Der Kreidemann, 6 Audio-CDs - C. J. Tudor

Der Kreidemann, 6 Audio-CDs
von C. J. Tudor

Bewertet mit 5 Sternen

Gestaltung
Devid Striesow interpretiert die Geschichte und ist als Sprecher eine sehr gute Besetzung. Er hat eine helle Stimmfarbe, die gut zu unserem Ich-Erzähler Eddie passt. Devid Striesow hat bei Der Kreidemann eine kleine Herausforderung: Er muss Eddie als 12-jährigen und als Erwachsenen interpretieren. Und hier passt die helle Stimmfarbe des Schauspielers wirklich gut, da er beide Perspektiven glaubhaft darstellt. Außerdem sticht seine Stimmfarbe hervor und hat einen Wiedererkennungswert. Mich erinnerte sie sehr an Hape Kerkelings Lesung von Ich bin dann mal weg, obwohl beide Handlungen absolut nichts miteinander zu tun haben. Das machte mir noch einmal bewusst, dass der Schauspieler die Rolle von Kerkeling im gleichnamigen Film sicher gut verkörpert.

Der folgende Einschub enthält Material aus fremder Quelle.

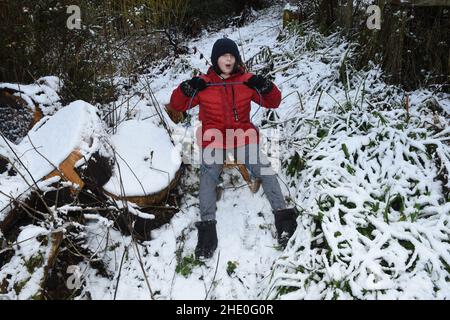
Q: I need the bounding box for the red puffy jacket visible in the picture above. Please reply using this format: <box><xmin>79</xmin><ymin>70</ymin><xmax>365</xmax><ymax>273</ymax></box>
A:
<box><xmin>170</xmin><ymin>68</ymin><xmax>281</xmax><ymax>149</ymax></box>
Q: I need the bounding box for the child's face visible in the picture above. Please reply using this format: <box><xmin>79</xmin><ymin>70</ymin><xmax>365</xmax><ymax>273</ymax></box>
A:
<box><xmin>217</xmin><ymin>53</ymin><xmax>236</xmax><ymax>75</ymax></box>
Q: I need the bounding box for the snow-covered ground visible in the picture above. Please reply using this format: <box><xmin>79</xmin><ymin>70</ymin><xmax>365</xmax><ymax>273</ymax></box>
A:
<box><xmin>0</xmin><ymin>7</ymin><xmax>450</xmax><ymax>299</ymax></box>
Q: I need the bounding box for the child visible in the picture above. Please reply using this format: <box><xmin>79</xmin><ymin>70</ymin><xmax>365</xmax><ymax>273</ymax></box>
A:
<box><xmin>170</xmin><ymin>38</ymin><xmax>297</xmax><ymax>258</ymax></box>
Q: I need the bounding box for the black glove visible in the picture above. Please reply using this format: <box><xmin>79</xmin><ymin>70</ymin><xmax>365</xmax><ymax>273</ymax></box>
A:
<box><xmin>181</xmin><ymin>77</ymin><xmax>206</xmax><ymax>97</ymax></box>
<box><xmin>245</xmin><ymin>75</ymin><xmax>273</xmax><ymax>94</ymax></box>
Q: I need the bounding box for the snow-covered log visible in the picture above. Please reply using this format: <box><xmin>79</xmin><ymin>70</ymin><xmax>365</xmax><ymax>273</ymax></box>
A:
<box><xmin>104</xmin><ymin>120</ymin><xmax>181</xmax><ymax>207</ymax></box>
<box><xmin>0</xmin><ymin>88</ymin><xmax>42</xmax><ymax>143</ymax></box>
<box><xmin>0</xmin><ymin>101</ymin><xmax>111</xmax><ymax>231</ymax></box>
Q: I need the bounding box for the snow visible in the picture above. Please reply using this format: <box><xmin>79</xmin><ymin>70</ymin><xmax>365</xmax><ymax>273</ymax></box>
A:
<box><xmin>0</xmin><ymin>100</ymin><xmax>104</xmax><ymax>220</ymax></box>
<box><xmin>103</xmin><ymin>120</ymin><xmax>181</xmax><ymax>196</ymax></box>
<box><xmin>0</xmin><ymin>6</ymin><xmax>450</xmax><ymax>300</ymax></box>
<box><xmin>0</xmin><ymin>76</ymin><xmax>63</xmax><ymax>115</ymax></box>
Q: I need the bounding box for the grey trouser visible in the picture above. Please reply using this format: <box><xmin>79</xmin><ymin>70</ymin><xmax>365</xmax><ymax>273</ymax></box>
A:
<box><xmin>200</xmin><ymin>144</ymin><xmax>286</xmax><ymax>221</ymax></box>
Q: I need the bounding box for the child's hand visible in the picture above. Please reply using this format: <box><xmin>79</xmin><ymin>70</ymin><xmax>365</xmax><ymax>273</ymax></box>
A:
<box><xmin>181</xmin><ymin>77</ymin><xmax>206</xmax><ymax>97</ymax></box>
<box><xmin>245</xmin><ymin>75</ymin><xmax>273</xmax><ymax>94</ymax></box>
<box><xmin>188</xmin><ymin>77</ymin><xmax>206</xmax><ymax>91</ymax></box>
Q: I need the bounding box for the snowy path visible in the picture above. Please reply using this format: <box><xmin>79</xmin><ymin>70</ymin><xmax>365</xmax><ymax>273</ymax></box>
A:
<box><xmin>81</xmin><ymin>9</ymin><xmax>288</xmax><ymax>299</ymax></box>
<box><xmin>77</xmin><ymin>3</ymin><xmax>450</xmax><ymax>299</ymax></box>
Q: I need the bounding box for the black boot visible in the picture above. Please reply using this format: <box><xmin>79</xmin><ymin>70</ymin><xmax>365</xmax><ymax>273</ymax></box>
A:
<box><xmin>274</xmin><ymin>208</ymin><xmax>297</xmax><ymax>248</ymax></box>
<box><xmin>195</xmin><ymin>220</ymin><xmax>217</xmax><ymax>259</ymax></box>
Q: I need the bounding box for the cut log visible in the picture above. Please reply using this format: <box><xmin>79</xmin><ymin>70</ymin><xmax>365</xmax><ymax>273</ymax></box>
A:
<box><xmin>0</xmin><ymin>101</ymin><xmax>112</xmax><ymax>232</ymax></box>
<box><xmin>0</xmin><ymin>88</ymin><xmax>42</xmax><ymax>143</ymax></box>
<box><xmin>165</xmin><ymin>104</ymin><xmax>185</xmax><ymax>123</ymax></box>
<box><xmin>44</xmin><ymin>150</ymin><xmax>84</xmax><ymax>191</ymax></box>
<box><xmin>387</xmin><ymin>0</ymin><xmax>450</xmax><ymax>7</ymax></box>
<box><xmin>223</xmin><ymin>160</ymin><xmax>261</xmax><ymax>193</ymax></box>
<box><xmin>103</xmin><ymin>120</ymin><xmax>181</xmax><ymax>240</ymax></box>
<box><xmin>283</xmin><ymin>4</ymin><xmax>304</xmax><ymax>28</ymax></box>
<box><xmin>105</xmin><ymin>170</ymin><xmax>181</xmax><ymax>208</ymax></box>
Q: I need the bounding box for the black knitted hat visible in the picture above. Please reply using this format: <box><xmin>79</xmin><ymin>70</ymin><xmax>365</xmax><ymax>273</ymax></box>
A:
<box><xmin>211</xmin><ymin>38</ymin><xmax>242</xmax><ymax>68</ymax></box>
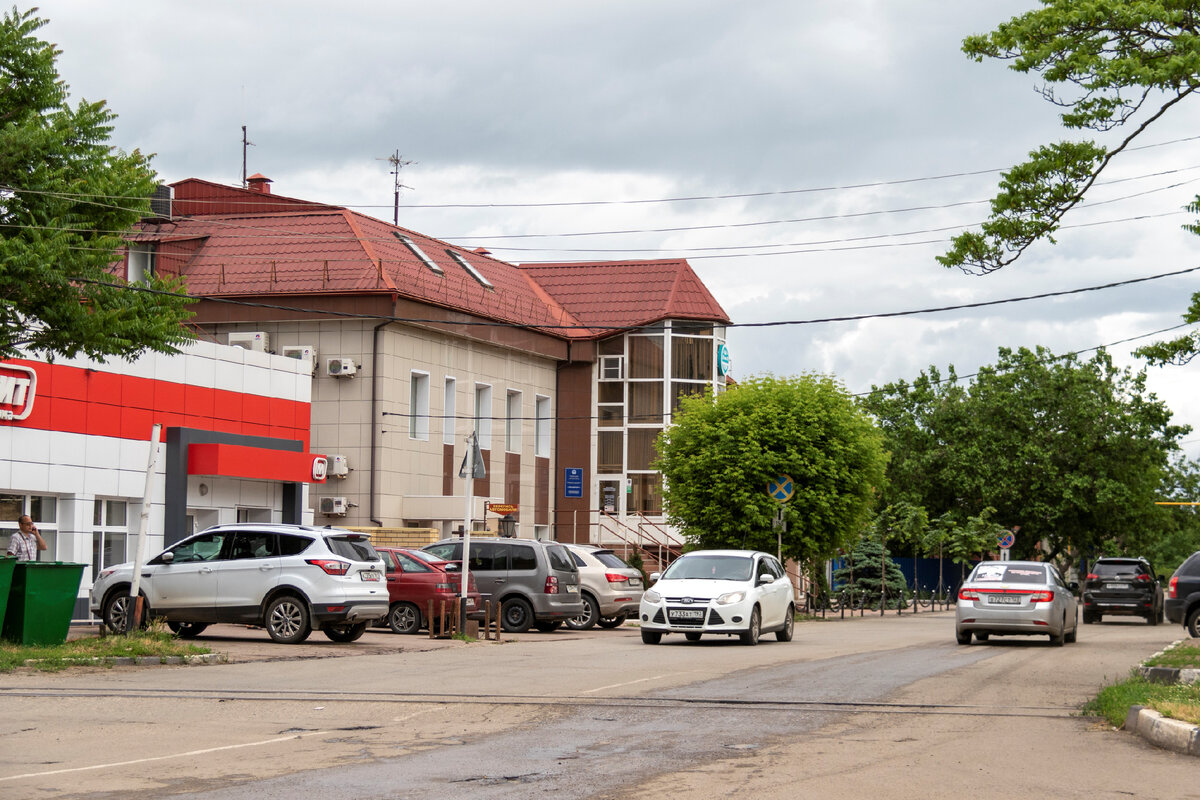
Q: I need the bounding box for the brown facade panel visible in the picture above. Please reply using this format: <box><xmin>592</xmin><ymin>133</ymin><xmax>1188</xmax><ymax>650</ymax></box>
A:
<box><xmin>442</xmin><ymin>445</ymin><xmax>458</xmax><ymax>498</ymax></box>
<box><xmin>533</xmin><ymin>458</ymin><xmax>550</xmax><ymax>525</ymax></box>
<box><xmin>504</xmin><ymin>452</ymin><xmax>521</xmax><ymax>505</ymax></box>
<box><xmin>553</xmin><ymin>362</ymin><xmax>593</xmax><ymax>543</ymax></box>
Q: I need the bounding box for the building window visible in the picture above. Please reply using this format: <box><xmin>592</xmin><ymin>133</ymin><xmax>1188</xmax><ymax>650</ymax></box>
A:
<box><xmin>671</xmin><ymin>336</ymin><xmax>713</xmax><ymax>380</ymax></box>
<box><xmin>91</xmin><ymin>498</ymin><xmax>130</xmax><ymax>579</ymax></box>
<box><xmin>391</xmin><ymin>230</ymin><xmax>444</xmax><ymax>275</ymax></box>
<box><xmin>504</xmin><ymin>389</ymin><xmax>521</xmax><ymax>452</ymax></box>
<box><xmin>408</xmin><ymin>371</ymin><xmax>430</xmax><ymax>440</ymax></box>
<box><xmin>442</xmin><ymin>378</ymin><xmax>458</xmax><ymax>445</ymax></box>
<box><xmin>629</xmin><ymin>380</ymin><xmax>662</xmax><ymax>423</ymax></box>
<box><xmin>533</xmin><ymin>395</ymin><xmax>550</xmax><ymax>458</ymax></box>
<box><xmin>475</xmin><ymin>384</ymin><xmax>492</xmax><ymax>450</ymax></box>
<box><xmin>629</xmin><ymin>336</ymin><xmax>662</xmax><ymax>379</ymax></box>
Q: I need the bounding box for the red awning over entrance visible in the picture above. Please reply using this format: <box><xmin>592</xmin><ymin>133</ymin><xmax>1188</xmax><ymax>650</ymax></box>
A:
<box><xmin>187</xmin><ymin>443</ymin><xmax>328</xmax><ymax>483</ymax></box>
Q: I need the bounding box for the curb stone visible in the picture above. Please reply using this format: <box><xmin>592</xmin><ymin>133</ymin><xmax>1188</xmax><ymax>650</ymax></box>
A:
<box><xmin>24</xmin><ymin>652</ymin><xmax>229</xmax><ymax>667</ymax></box>
<box><xmin>1124</xmin><ymin>705</ymin><xmax>1200</xmax><ymax>756</ymax></box>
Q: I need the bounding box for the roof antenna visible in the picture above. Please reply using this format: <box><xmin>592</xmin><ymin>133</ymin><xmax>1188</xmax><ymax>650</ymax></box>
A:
<box><xmin>241</xmin><ymin>125</ymin><xmax>254</xmax><ymax>188</ymax></box>
<box><xmin>376</xmin><ymin>149</ymin><xmax>416</xmax><ymax>228</ymax></box>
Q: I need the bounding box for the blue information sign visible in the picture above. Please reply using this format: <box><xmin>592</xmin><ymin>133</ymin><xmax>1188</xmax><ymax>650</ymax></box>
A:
<box><xmin>563</xmin><ymin>467</ymin><xmax>583</xmax><ymax>498</ymax></box>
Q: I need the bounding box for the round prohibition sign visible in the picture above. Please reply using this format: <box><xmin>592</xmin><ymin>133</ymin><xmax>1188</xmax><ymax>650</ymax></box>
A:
<box><xmin>767</xmin><ymin>475</ymin><xmax>796</xmax><ymax>503</ymax></box>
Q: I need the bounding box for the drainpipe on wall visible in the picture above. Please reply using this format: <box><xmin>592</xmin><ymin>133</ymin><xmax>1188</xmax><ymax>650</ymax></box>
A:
<box><xmin>370</xmin><ymin>295</ymin><xmax>396</xmax><ymax>528</ymax></box>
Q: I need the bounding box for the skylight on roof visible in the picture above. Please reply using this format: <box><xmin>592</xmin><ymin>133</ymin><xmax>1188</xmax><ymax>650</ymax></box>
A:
<box><xmin>391</xmin><ymin>230</ymin><xmax>444</xmax><ymax>275</ymax></box>
<box><xmin>446</xmin><ymin>249</ymin><xmax>496</xmax><ymax>289</ymax></box>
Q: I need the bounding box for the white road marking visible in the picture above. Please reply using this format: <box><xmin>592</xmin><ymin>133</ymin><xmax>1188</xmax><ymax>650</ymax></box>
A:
<box><xmin>0</xmin><ymin>730</ymin><xmax>332</xmax><ymax>782</ymax></box>
<box><xmin>580</xmin><ymin>675</ymin><xmax>666</xmax><ymax>694</ymax></box>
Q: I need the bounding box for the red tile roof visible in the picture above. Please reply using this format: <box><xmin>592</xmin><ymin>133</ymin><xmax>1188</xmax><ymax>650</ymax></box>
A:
<box><xmin>130</xmin><ymin>179</ymin><xmax>728</xmax><ymax>338</ymax></box>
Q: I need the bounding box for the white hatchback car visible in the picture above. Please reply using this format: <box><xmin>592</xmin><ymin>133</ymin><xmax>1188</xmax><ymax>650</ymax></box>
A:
<box><xmin>89</xmin><ymin>524</ymin><xmax>388</xmax><ymax>644</ymax></box>
<box><xmin>638</xmin><ymin>551</ymin><xmax>796</xmax><ymax>644</ymax></box>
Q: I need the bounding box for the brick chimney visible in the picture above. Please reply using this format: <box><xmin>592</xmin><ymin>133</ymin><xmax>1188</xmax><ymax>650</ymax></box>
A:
<box><xmin>246</xmin><ymin>173</ymin><xmax>271</xmax><ymax>194</ymax></box>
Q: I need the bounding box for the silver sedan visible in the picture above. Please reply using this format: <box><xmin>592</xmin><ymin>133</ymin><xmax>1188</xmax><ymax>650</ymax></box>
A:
<box><xmin>954</xmin><ymin>561</ymin><xmax>1079</xmax><ymax>645</ymax></box>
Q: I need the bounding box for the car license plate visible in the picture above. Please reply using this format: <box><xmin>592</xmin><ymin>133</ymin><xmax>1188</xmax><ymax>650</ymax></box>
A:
<box><xmin>667</xmin><ymin>608</ymin><xmax>704</xmax><ymax>621</ymax></box>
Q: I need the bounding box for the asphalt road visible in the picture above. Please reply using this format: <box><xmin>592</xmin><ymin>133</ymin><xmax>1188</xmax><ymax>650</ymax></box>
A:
<box><xmin>0</xmin><ymin>612</ymin><xmax>1200</xmax><ymax>800</ymax></box>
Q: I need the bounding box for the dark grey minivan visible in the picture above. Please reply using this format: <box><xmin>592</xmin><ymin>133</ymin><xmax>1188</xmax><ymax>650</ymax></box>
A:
<box><xmin>422</xmin><ymin>536</ymin><xmax>584</xmax><ymax>633</ymax></box>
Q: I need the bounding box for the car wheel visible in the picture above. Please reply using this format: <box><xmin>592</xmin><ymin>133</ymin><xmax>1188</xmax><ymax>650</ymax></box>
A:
<box><xmin>104</xmin><ymin>588</ymin><xmax>150</xmax><ymax>633</ymax></box>
<box><xmin>388</xmin><ymin>602</ymin><xmax>421</xmax><ymax>633</ymax></box>
<box><xmin>263</xmin><ymin>595</ymin><xmax>312</xmax><ymax>644</ymax></box>
<box><xmin>775</xmin><ymin>604</ymin><xmax>796</xmax><ymax>642</ymax></box>
<box><xmin>1184</xmin><ymin>608</ymin><xmax>1200</xmax><ymax>639</ymax></box>
<box><xmin>738</xmin><ymin>606</ymin><xmax>762</xmax><ymax>648</ymax></box>
<box><xmin>566</xmin><ymin>595</ymin><xmax>600</xmax><ymax>631</ymax></box>
<box><xmin>167</xmin><ymin>622</ymin><xmax>209</xmax><ymax>639</ymax></box>
<box><xmin>500</xmin><ymin>597</ymin><xmax>533</xmax><ymax>633</ymax></box>
<box><xmin>322</xmin><ymin>622</ymin><xmax>370</xmax><ymax>643</ymax></box>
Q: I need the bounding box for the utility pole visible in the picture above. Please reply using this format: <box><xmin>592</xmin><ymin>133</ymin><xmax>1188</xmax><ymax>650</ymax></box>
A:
<box><xmin>376</xmin><ymin>150</ymin><xmax>416</xmax><ymax>227</ymax></box>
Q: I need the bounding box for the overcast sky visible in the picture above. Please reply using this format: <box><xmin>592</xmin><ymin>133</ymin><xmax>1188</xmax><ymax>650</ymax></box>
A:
<box><xmin>22</xmin><ymin>0</ymin><xmax>1200</xmax><ymax>457</ymax></box>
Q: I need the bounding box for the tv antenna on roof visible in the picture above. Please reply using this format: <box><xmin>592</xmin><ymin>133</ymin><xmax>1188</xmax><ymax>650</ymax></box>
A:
<box><xmin>376</xmin><ymin>150</ymin><xmax>416</xmax><ymax>227</ymax></box>
<box><xmin>241</xmin><ymin>125</ymin><xmax>254</xmax><ymax>188</ymax></box>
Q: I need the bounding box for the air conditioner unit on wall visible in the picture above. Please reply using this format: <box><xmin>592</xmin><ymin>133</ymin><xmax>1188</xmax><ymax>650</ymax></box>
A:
<box><xmin>280</xmin><ymin>344</ymin><xmax>317</xmax><ymax>374</ymax></box>
<box><xmin>320</xmin><ymin>498</ymin><xmax>349</xmax><ymax>517</ymax></box>
<box><xmin>229</xmin><ymin>331</ymin><xmax>271</xmax><ymax>353</ymax></box>
<box><xmin>325</xmin><ymin>359</ymin><xmax>358</xmax><ymax>378</ymax></box>
<box><xmin>329</xmin><ymin>455</ymin><xmax>350</xmax><ymax>479</ymax></box>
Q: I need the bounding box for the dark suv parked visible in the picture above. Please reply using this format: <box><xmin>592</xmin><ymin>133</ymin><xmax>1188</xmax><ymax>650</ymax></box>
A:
<box><xmin>1166</xmin><ymin>551</ymin><xmax>1200</xmax><ymax>638</ymax></box>
<box><xmin>1084</xmin><ymin>558</ymin><xmax>1163</xmax><ymax>625</ymax></box>
<box><xmin>422</xmin><ymin>536</ymin><xmax>583</xmax><ymax>633</ymax></box>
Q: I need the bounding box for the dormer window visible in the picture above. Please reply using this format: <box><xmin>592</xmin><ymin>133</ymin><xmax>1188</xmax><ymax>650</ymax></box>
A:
<box><xmin>446</xmin><ymin>249</ymin><xmax>496</xmax><ymax>289</ymax></box>
<box><xmin>391</xmin><ymin>230</ymin><xmax>445</xmax><ymax>275</ymax></box>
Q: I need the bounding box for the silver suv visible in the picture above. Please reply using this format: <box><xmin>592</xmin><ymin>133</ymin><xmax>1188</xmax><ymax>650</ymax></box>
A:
<box><xmin>422</xmin><ymin>536</ymin><xmax>583</xmax><ymax>633</ymax></box>
<box><xmin>89</xmin><ymin>524</ymin><xmax>388</xmax><ymax>644</ymax></box>
<box><xmin>564</xmin><ymin>545</ymin><xmax>643</xmax><ymax>631</ymax></box>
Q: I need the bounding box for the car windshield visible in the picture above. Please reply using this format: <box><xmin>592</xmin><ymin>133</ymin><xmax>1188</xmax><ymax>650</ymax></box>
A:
<box><xmin>325</xmin><ymin>534</ymin><xmax>379</xmax><ymax>561</ymax></box>
<box><xmin>971</xmin><ymin>564</ymin><xmax>1046</xmax><ymax>583</ymax></box>
<box><xmin>662</xmin><ymin>555</ymin><xmax>754</xmax><ymax>581</ymax></box>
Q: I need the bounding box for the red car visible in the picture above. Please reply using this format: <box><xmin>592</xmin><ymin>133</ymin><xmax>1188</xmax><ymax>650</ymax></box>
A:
<box><xmin>376</xmin><ymin>547</ymin><xmax>482</xmax><ymax>633</ymax></box>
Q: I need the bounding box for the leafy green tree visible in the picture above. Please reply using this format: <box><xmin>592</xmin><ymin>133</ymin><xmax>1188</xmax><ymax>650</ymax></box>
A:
<box><xmin>655</xmin><ymin>375</ymin><xmax>886</xmax><ymax>564</ymax></box>
<box><xmin>938</xmin><ymin>0</ymin><xmax>1200</xmax><ymax>363</ymax></box>
<box><xmin>833</xmin><ymin>531</ymin><xmax>905</xmax><ymax>608</ymax></box>
<box><xmin>863</xmin><ymin>348</ymin><xmax>1189</xmax><ymax>573</ymax></box>
<box><xmin>0</xmin><ymin>8</ymin><xmax>191</xmax><ymax>359</ymax></box>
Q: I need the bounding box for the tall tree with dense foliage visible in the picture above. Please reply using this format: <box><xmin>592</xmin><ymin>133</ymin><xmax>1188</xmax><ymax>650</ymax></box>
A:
<box><xmin>0</xmin><ymin>10</ymin><xmax>191</xmax><ymax>359</ymax></box>
<box><xmin>863</xmin><ymin>348</ymin><xmax>1190</xmax><ymax>568</ymax></box>
<box><xmin>656</xmin><ymin>375</ymin><xmax>886</xmax><ymax>563</ymax></box>
<box><xmin>938</xmin><ymin>0</ymin><xmax>1200</xmax><ymax>363</ymax></box>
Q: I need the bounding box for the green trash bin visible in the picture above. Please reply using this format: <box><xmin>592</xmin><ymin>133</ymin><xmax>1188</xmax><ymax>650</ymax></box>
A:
<box><xmin>0</xmin><ymin>561</ymin><xmax>84</xmax><ymax>644</ymax></box>
<box><xmin>0</xmin><ymin>555</ymin><xmax>17</xmax><ymax>624</ymax></box>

Devid Striesow interpretiert die Kindheits- und die Erwachsenenperspektive wirklich gut, aber für einen Thriller auch vergleichsweise schlicht, was mich aber nicht störte. Der Kreidemann ist für mich kein reiner Thriller, sondern erinnert mich mehr an ein Jugendbuch mit Thriller Elementen. Erst bei den letzten Minuten findet eine Veränderung von Striesows Interpretation statt, was aber auch daran liegt, dass unser Protagonist eine Veränderung durchmacht. Hier kam etwas Bedrohliches durch, das mir sehr gut gefallen hat, weil es uns Hörer mit der Frage zurücklässt was real und was Fiktion ist.

Der Kreidemann wurde als gekürztes Hörbuch produziert. Ich hatte nicht den Eindruck, dass sich die Kürzungen groß auf die Handlung auswirken. Hier und da gab es ein paar Aspekte, über die ich gerne mehr gelesen hätte, es kann aber auch sein, dass diese in der Buchvorlage ebenfalls keine große Rolle spielen.

Inhalt
Wie bereits erwähnt, wird Der Kreidemann aus zwei Perspektiven erzählt. Erst einmal baut C. J. Tudor die Handlung mit einem düsteren Prolog auf, der mich neugierig auf das Abenteuer gemacht hat.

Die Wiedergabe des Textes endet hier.